If, as Dave suggests, what lies behind such suggestions can be a ‘politeness’ which doesn’t want to disagree with us (for which I read lying or – at best – cowardice), rather than affirming that their alternative project is ‘just as important’, shouldn’t we try and delve into (a) their commitment to it and (b) why we are making our particular proposal? At some point, somebody has to make the value judgement that something is, or is not, worth pouring our limited resources into. Sometimes, the answer will be that the suggestion is not worth spending money on. Other times, the answer will be that the suggestion is credible – even worthwhile and helpful – but not the most useful at the current time. Maybe the suggestion would bring the greatest gospel value for the resources we have available and we can say ‘yes’. Whatever the case, it should be assessed by gospel priority, not simply availability of something that might otherwise be good.

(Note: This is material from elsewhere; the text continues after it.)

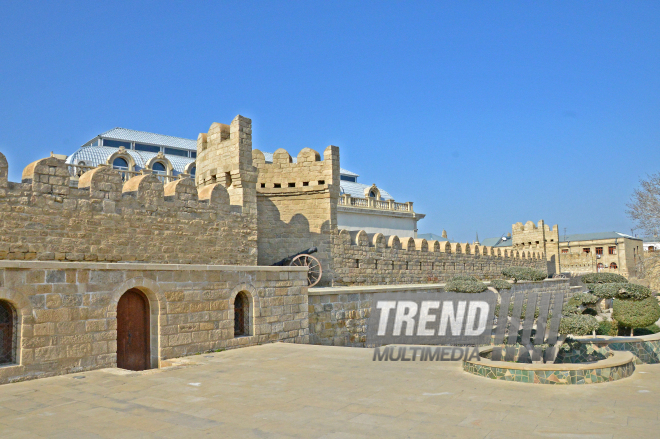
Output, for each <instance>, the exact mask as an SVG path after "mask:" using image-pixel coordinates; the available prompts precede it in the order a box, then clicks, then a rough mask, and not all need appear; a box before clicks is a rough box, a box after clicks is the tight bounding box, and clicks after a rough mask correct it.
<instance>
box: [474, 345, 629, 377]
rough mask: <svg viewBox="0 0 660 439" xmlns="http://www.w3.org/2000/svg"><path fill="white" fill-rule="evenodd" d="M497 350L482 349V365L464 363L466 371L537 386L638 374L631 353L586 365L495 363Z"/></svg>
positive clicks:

But what if we are dealing with two genuine priorities, as opposed to silly suggestions? I still don’t think the answer is simply, ‘do both’. Our lack of resource won’t allow that and we might be foolish to pump money into a building extension at the expense of adequately discipling the people in our church. That’s not to say a building extension is wrong or unhelpful, it is to say it may not be the pressing priority. Conversely, we might be so full and in desperate need of extra space – and feel as an eldership we are across the pastoral matters in the church – that an extension makes more sense than an assistant pastor. I’m not saying one is right and one is wrong but I am saying that the decision must be driven by the priorities we have set as an eldership not simply a both-are-important-and-we’ll-do-whatever-comes-up-first approach.

It is possible to have a gospel vision and come to different conclusions on what the priority is in our particular context. Nonetheless, both/and is really nice but is not always practicable. At some point, we’ve got to decide which we will go after. It would be my contention that we prioritise what we go after based on gospel concern, not just what happens to be available when we start looking. If we’re going to be proactive, we need to proactively look according to our biggest and most pressing gospel priorities, not just whatever good thing happens to be available at the time.

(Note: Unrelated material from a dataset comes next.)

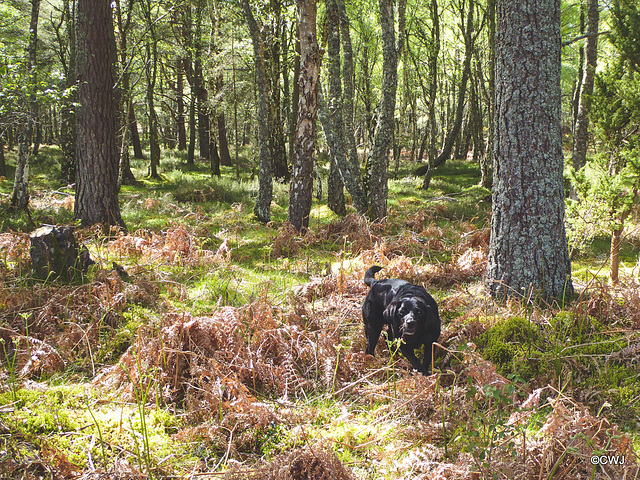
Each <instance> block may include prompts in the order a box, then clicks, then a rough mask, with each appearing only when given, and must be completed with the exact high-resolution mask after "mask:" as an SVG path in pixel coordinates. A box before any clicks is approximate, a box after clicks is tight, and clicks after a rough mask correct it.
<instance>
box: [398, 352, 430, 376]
mask: <svg viewBox="0 0 640 480" xmlns="http://www.w3.org/2000/svg"><path fill="white" fill-rule="evenodd" d="M400 351H401V352H402V354H403V355H404V356H405V358H406V359H407V360H409V362H410V363H411V366H413V368H415V369H416V370H418V371H419V372H420V373H422V374H423V375H425V376H428V375H429V367H427V366H426V364H421V363H420V360H418V357H416V354H415V353H414V352H413V348H411V347H409V346H407V345H400ZM426 356H427V355H426V352H425V358H426ZM430 364H431V361H429V365H430Z"/></svg>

*Update: Dave has left a clarifying comment in the comment section.

4 comments

  1. Hi Stephen thanks for the response. A couple of corrections and clarifications. 1. As per follow on posts ( and reading me in context) I am writing in the context of a strongly intentional approach where we clearly know what direction we are going in. That means someone thinking strategically has also done the what if analysis and knows that there is more than one route from a to b. All the intentional stuff of looking searching out, using the youth academy etc is part of that so I am not advocating a relax and let circumstances direct your strategy in fact the opposite I’m saying don’t let circumstances or someone’s daft idea dictate the strategy. Set the strategy be clear about it and then act in line with circumstances. Oh and yes if someone has the daft idea you are never going to do … exactly – tell them!

  2. I never cease to be surprised that some ‘priorities’ set by churches for throwing their money at include things never seen in Scripture, such as ‘youth workers’ and ‘music leaders’.

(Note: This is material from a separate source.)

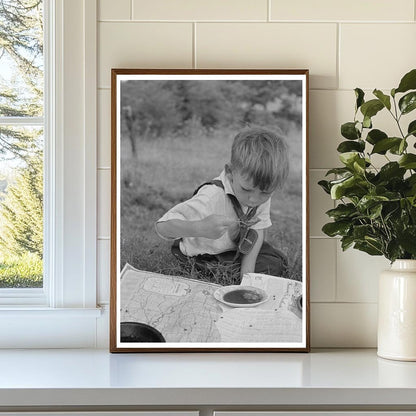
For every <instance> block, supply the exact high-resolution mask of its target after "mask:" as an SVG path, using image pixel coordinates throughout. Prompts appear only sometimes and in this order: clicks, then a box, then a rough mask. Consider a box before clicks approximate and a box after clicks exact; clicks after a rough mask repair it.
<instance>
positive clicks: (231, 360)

    • Whether those things ought to be priorities or not, I suppose, is for individual churches to make in light of their own context. But I think you’ll struggle to read the Psalms and maintain music leaders are ‘never seen in Scripture’. And, what was Eli to Samuel if not a youth worker? If that is not compelling (which, to be honest, it isn’t), there is plenty in scripture about training up young people, of which the OT Jews did a pretty good line. There is no scriptural reason not to appoint someone to help dedicate themselves to that task if you think it would be the most valuable use of your resources in your particular context.

      What is more, some would argue pastors (as we often understand them) are not to be found in scripture either and thus we should do without them. I don’t quite agree with the charge but it is as superficially true as the point you seem to be making.